TB: You won’t be serving jail food.

DP: No! It’ll be wonderful food. You know, I had looked at several locations, and after considering four or five, I kept coming back to this one because of the beautiful, big courtyard. I thought this site would allow us to do something very, very similar to the Bazaar.

TB: Exactly what will the new operation at the police headquarters comprise?

DP: We’re going to have a diversity of stores. And we’ll provide things that the people who live downtown will really enjoy. Our first priority is to attract the local clientele and give them something different.

TB: With the money you’ve made over the years—in design and with the development and operation of the Bazaar— you could easily retire. Instead, you’ve got three new ventures in the fire. What motivates you?

DP: It’s a creative process. And over the years, we’ve put together a wonderful staff, and I want to see them go forward with this. You know, the Bazaar became kind of a part of the fabric of the city. And so I just feel like there’s something missing.
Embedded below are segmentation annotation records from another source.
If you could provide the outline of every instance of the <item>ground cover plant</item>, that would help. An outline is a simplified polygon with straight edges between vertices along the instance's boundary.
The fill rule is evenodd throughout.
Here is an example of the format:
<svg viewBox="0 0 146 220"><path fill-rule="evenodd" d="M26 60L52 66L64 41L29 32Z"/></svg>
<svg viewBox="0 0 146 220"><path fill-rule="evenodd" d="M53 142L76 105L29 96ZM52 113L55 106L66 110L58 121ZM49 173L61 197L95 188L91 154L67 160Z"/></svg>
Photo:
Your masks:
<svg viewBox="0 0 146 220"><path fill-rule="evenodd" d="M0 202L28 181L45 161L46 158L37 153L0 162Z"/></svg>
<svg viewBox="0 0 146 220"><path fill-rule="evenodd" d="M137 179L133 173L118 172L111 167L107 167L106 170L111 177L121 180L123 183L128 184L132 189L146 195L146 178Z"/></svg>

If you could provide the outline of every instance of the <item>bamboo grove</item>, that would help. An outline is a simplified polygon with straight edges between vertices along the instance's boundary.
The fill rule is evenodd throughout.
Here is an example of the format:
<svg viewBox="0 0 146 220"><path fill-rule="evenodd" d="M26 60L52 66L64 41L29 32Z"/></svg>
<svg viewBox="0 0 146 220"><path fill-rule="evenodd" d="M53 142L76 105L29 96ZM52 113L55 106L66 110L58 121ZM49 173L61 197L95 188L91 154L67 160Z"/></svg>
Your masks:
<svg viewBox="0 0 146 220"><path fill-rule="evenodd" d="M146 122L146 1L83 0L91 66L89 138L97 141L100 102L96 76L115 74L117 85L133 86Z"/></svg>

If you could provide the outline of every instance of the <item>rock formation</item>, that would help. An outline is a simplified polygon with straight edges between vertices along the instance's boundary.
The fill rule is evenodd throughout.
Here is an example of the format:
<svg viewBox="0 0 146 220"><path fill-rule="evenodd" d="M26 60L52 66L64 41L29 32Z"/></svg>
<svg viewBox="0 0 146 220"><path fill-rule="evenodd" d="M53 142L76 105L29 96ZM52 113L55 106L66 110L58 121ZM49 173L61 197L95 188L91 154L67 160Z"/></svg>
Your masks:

TB: And you could have a little sweet revenge on the state, too?

DP: Well, I’m not looking at it that way. . .

TB: You’ve been a part of the business community here for more than three decades. And you’ve associated with the political leaders for two generations. Now, the city faces its most daunting fiscal and political challenges ever. How do you view the current upheaval? Do you see it hurting tourism?

DP: I’m hoping with the election coming up, we can turn this around. And I hope the person coming in as mayor really understands the impact tourism has on our city and how many people are dependent on it. When times are hard, they tend to start cutting money for tourism support, and by cutting there, they’re going to cut their own income to the city. Tourism doesn’t just happen because we have this wonderful climate and we’re by the ocean. It happens with good strong marketing, and putting the city out there and being competitive with Las Vegas and Orange County and Los Angeles and San Francisco. And giving people a reason to come down here.

TB: One thing most San Diegans don’t know about you is your national reputation as a first-class horsewoman. You have a room full of award ribbons and you groom and train your own prize horses. How do you find time for that?

DP: Actually, the last few months, because of the speed at which we’re trying to open these new businesses, I’m only riding maybe once or twice a week. But I’m not going to let it lapse. We all have to have a balanced life. In fact, I won the national championship in 2002 in Louisville, Kentucky. in the western category at the U.S. National.

TB: After 33 years at Bazaar del Mundo, and revenues of $27 million a year, it seems that venture is going to be hard to top. Aren’t you ever tempted to just climb up on one of your horses and ride off into the sunset?

DP: Sometimes. It depends on what the problems of the day are. But I had so much invested in Bazaar del Mundo, and such support from the community, I felt I had to fight for it. But I believe this will all come out in a positive way, and that’s why I’m pursuing it the way I am.

TB: Well, I’m betting my money on your horse.